Coffee Cup Menace

Despite its innocent papery appearance, your disposable coffee cup is doing more damage than you might think. The ABC’s War on Waste clearly identified take-away coffee cups as a major sustainability issue. Contrary to common belief, they are not recycled. The plastic lining ensures that they almost never make it to a recycling plant (regardless of what bin you put them in). They don’t biodegrade either, so Australia’s astronomical demand for its daily coffee fix means these cups reach landfill in plague-like proportions. It is estimated that disposable coffee cups are the second largest litter waste product, outdone only by plastic bottles.

One solution stands out as fairly straighforward: BYO cups. The movement is growing in Australia with environmentalists everywhere encouraging co-workers and friends; and some coffee shops offering discounts for customers who bring their own cup. But for those who struggle to remember that cup when they leave the house, there are other options.

Another solution is in-house office coffee. Investing in a good quality office coffee machine can make a huge difference to sustainable office practice. Machines like the Nespresso pod system deliver a quality caffeine fix with a low environmental imprint (Who knew George Clooney was such an environmentalist?). The aluminium coffee pods that Nespresso uses are entirely recyclable, and they make it as easy as possible for you to send them in. When the used coffee pods are returned, 100% of the aluminium is recycled and the used coffee grounds go into compost.

However you decide to tackle it, the hidden menace in your disposable coffee cup doesn’t have to be the end of the story.

A World-First Biofuel Flight

Earlier this year, Qantas pulled off the world’s first dedicated biofuel flight from the USA to Australia. Flight QF96 departed Los Angles on the 28th of Janurary, and landed in Melbourne 15 hours later, saving 18,000kg in carbon emissions.

Qantas’ biofuel of choice is processed from Brassa Carinata (a kind of mustard seed) developed by Agrisoma Biosciences.  The partnership between Qantas and Agrisoma will see both companies work alongside Australian farmers with the aim of growing Australia’s first commercial aviation biofuel seed crop by 2020.

For more information on the historic flight and Qantas’ future plans, check out the article here.

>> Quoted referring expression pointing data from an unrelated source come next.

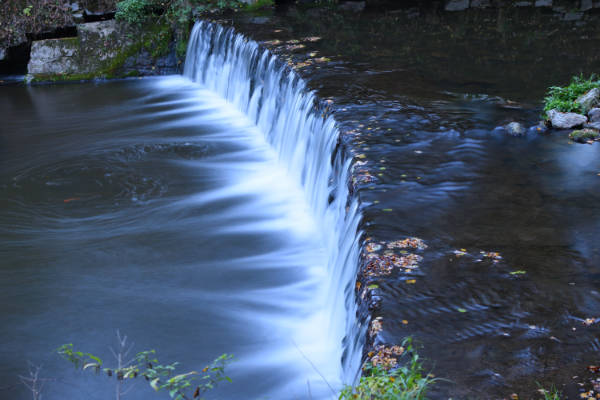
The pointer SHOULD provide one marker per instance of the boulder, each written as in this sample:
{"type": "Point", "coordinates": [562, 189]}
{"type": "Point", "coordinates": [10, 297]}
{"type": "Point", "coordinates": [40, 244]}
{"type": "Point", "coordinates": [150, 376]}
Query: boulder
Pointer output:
{"type": "Point", "coordinates": [562, 120]}
{"type": "Point", "coordinates": [353, 6]}
{"type": "Point", "coordinates": [589, 99]}
{"type": "Point", "coordinates": [457, 5]}
{"type": "Point", "coordinates": [515, 129]}
{"type": "Point", "coordinates": [480, 3]}
{"type": "Point", "coordinates": [101, 49]}
{"type": "Point", "coordinates": [53, 56]}
{"type": "Point", "coordinates": [594, 115]}
{"type": "Point", "coordinates": [584, 135]}
{"type": "Point", "coordinates": [592, 125]}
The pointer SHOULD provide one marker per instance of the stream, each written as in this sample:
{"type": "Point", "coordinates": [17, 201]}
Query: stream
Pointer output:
{"type": "Point", "coordinates": [217, 212]}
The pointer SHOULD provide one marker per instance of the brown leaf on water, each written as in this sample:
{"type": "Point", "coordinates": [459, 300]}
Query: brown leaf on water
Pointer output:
{"type": "Point", "coordinates": [411, 242]}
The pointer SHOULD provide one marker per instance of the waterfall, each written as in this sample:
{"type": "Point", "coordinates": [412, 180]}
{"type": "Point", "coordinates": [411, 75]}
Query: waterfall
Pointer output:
{"type": "Point", "coordinates": [277, 101]}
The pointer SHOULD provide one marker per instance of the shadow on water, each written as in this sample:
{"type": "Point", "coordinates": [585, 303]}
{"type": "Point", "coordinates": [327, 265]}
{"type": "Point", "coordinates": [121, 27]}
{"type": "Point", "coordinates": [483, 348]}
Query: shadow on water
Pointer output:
{"type": "Point", "coordinates": [419, 92]}
{"type": "Point", "coordinates": [154, 207]}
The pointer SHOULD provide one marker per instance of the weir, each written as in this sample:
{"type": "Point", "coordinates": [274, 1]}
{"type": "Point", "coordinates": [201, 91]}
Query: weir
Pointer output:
{"type": "Point", "coordinates": [305, 140]}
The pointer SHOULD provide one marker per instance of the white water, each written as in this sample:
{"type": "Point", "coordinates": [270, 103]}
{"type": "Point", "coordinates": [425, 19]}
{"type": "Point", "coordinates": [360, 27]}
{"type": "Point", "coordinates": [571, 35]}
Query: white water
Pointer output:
{"type": "Point", "coordinates": [277, 101]}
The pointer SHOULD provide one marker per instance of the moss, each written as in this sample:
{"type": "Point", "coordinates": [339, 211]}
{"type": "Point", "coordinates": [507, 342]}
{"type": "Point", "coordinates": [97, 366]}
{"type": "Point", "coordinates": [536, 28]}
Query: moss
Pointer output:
{"type": "Point", "coordinates": [564, 98]}
{"type": "Point", "coordinates": [157, 40]}
{"type": "Point", "coordinates": [259, 4]}
{"type": "Point", "coordinates": [583, 135]}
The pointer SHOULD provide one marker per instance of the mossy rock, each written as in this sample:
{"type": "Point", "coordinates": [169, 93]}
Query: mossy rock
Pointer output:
{"type": "Point", "coordinates": [105, 49]}
{"type": "Point", "coordinates": [584, 135]}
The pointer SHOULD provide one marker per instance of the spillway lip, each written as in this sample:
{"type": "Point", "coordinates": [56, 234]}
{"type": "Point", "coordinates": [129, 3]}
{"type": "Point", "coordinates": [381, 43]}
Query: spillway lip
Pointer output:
{"type": "Point", "coordinates": [368, 300]}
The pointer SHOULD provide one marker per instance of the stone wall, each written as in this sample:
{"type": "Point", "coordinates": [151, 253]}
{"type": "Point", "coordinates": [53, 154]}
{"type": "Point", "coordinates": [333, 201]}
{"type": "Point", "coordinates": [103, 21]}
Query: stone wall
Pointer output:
{"type": "Point", "coordinates": [104, 49]}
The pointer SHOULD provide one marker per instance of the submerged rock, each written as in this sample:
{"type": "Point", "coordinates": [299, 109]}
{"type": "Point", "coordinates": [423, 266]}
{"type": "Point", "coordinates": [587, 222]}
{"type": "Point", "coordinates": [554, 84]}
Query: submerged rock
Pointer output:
{"type": "Point", "coordinates": [584, 135]}
{"type": "Point", "coordinates": [589, 99]}
{"type": "Point", "coordinates": [592, 125]}
{"type": "Point", "coordinates": [562, 120]}
{"type": "Point", "coordinates": [457, 5]}
{"type": "Point", "coordinates": [515, 129]}
{"type": "Point", "coordinates": [594, 115]}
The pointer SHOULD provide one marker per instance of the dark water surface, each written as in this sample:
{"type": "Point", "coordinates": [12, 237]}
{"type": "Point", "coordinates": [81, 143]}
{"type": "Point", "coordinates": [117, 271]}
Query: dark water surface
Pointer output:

Combining Sustainability and Luxury – Sunrise at 1770

Sunrise at 1770 combines high-end luxury housing with a strong emphasis on sustainability and the conservation of the surrounding nature reserve. The multi-award-winning housing development spans six beaches and 625 hectares along Australia’s stunning eastern coastline, but is more than just a luxury gated community.

While the community offers permanent and holiday residents a slew of state-of-the-art facilities (pools, tennis courts, volleyball courts, and dining pavilions are just a few) it strives to be more than just an idyllic holiday destination.  Sunset at 1770 embraces best environmental practice and excellence in design technology in order to ensure that sustainability remains a foundational goal throughout its design and operation.  It’s exactly the sentiment that the AGDF seeks to foster and support in Australian Development.

For more information and some gorgeous pictures, check out the Sunrise at 1770 website.

The bank that pauses your mortgage whilst you switch to solar

‘The bank that pauses your mortgage whilst you switch to solar…’ Bank Australia. 

We have recently spotted an especially exciting promotion. Bank Australia is encouraging their customers towards sustainability by pausing their home loan repayments while they make the switch to solar power.  An excellent initiative and an exciting sign that big companies are sensing, responding to, and increasingly encouraging a greener & cleaner future.